At the time of its Q2 earnings release, CRISPR had started treatment of just 20 patients, so it had no revenue to speak of. But Casgevy isn't a medicine that's simple to manufacture. Patients need to donate their own cells, undergo a chemical conditioning regimen, and wait for the company to modify their cells at an external manufacturing site before they can receive the treatment.

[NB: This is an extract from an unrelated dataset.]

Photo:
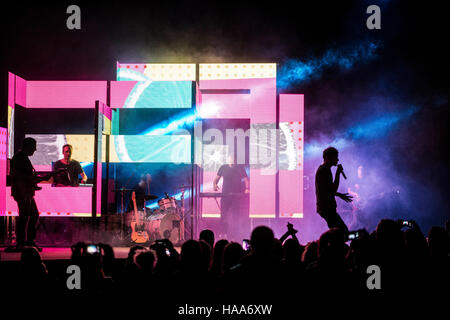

The process takes weeks and may also be burdensome to prospective patients, as it involves a hospital stay. Seeing some social proof in the form of a population of patients who have successfully been treated may help to convince others to take the plunge, which is why the pace of treating new patients is worth paying attention to.

Furthermore, the touchpoints that involve the patient have to occur at authorized treatment centers (ATCs) set up by the company and its collaborator, Vertex Pharmaceuticals. As of the second quarter's close, there were 35 operational ATCs. By the end of 2024, it aims to have 50 ATCs up and running in the U.S. and 25 in the E.U. And that's just one reason why the number of ATCs relative to management's goal is another key number to watch.